Chile's economic struggles during the Depression were further compounded by a decrease of foreign loans. That contributed to an increase in Chile's budget deficit and reduced government revenue because of its pre-Depression heavy reliance on foreign financial support, particularly from the US, to drive economic growth. Chile in 1929 received a total of US$338 million of foreign loans but in 1932 received only US$23 million. During the same period, Chile's budget deficit rose from 31% of total expenditure in 1931 to 37% in 1932.

During the same time period, Chile's sluggish economy was further shown by the rising unemployment and the decrease in the production of nitrate. A decrease in employment in Chile's mining sector is exemplified by the number of workers in 1932 standing at less than a third of 1929 figures of 91,000. More specifically, in the nitrate sector alone, 50,000 workers had become unemployed by 1932.

Along With a decrease in employment in the mining sector, in terms of GDP and productive activity, mining dropped to 26.3 in 1932 from the 1929 level of 100.

High rates of unemployment, which were caused by a fragile export economy saw an increase in geographical mobility of the working class, were exemplified between September 1930 to February in 1931 during which 46,459 people left nitrate fields to the main cities of Chile such as Santiago and provincial cities.

Thus, the working class was primarily subject to the social consequences, such as poverty, created by the rise in unemployment and the deterioration of mining exports, particularly nitrate, during the Depression. Working-class struggle combined with economic decline to lead to the printing of more money by Chilean President Juan Antonio Montero in April 1932. That allowed the government to pay 152 million pesos towards government expenses, public works, and public aid for the unemployed.

==Cuba==
The onset of the Great Depression in Cuba, which was triggered by the US economic crisis of 1929, compounded political instability, political opposition to Machado's dictatorship, societal unrest, poverty, and economic decline.

Cuba's economic decline during the Depression is demonstrated by the fall in Cuban sugar prices and revenue in which the sugar industry accounted for 80-90% of national agricultural production. During Machado's regime (1925-1933), Cuba's sugar was heavily reliant on American investment and loans. Thus, the US stock market crash and economic crisis of 1929 contributed to a fall in export revenue and employment that was largely tied to Cuba's sugar industry. Prior to the onset of the 1929 wall street crash, Cuban sugar prices in 1929 had been an average of 2.96 cents per pound sugar prices dropped to nearly half of 1927 prices, at 1.47 cents per pound.

This fall in Cuban sugar prices not only impacted national revenue but also contributed to an increase in unemployment, as sugar mills began to close down. By 1933 there were only 125 active mills, a drop from 163 mills active in 1929. The decline of Cuban sugar production, prices, and export revenue further stipulated low wages and poor conditions, as was affirmed by the British embassy in Havana in 1933, which presented the average Cuban sugar worker wage to be 25 cents for each 10-11-hour workday.

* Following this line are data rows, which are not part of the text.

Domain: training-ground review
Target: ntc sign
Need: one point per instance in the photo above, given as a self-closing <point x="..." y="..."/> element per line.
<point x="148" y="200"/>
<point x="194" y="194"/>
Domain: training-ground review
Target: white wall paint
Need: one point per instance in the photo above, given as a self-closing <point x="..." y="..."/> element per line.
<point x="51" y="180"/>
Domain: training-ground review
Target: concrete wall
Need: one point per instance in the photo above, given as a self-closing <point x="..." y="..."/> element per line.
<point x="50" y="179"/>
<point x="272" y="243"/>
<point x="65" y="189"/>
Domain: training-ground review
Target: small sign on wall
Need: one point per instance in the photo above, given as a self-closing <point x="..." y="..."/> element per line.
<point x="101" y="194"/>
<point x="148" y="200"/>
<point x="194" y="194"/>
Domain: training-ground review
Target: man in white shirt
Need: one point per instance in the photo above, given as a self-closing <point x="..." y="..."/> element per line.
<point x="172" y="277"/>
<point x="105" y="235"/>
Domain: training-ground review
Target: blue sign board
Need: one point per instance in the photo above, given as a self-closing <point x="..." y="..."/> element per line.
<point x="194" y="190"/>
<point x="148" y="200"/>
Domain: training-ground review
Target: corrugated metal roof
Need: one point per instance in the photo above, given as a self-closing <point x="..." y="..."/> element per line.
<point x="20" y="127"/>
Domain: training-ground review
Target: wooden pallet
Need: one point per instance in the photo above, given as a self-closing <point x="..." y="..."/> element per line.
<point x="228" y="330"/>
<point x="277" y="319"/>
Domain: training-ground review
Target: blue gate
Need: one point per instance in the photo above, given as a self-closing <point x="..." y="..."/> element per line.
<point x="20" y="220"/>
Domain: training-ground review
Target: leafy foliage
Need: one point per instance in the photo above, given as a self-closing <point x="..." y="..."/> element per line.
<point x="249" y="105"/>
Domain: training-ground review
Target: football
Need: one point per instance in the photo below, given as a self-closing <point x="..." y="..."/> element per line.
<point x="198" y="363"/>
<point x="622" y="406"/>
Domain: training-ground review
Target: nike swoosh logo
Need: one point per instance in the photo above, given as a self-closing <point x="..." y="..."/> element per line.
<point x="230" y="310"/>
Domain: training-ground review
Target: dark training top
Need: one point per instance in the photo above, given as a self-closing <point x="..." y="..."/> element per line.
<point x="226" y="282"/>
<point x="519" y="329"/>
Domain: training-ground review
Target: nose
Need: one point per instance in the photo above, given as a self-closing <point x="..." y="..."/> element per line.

In addition to Cuba's sugar industry, the country's economy further suffered from a decline in tourism revenue during the Depression since tourism fell from 26 million in 1928–1929 to below $5 million in 1933–1934. These features of the Depression of low wages, increased unemployment, low sugar prices, decreased export revenue, and a fall in tourism revenue are reflected in the fall of national income from 708 million pesos in 1925 to 294 million in 1933. Furthermore, the economic decline contributed political instability and a shift in political power, which were highlighted by Machado's resignation on 12 August 1933.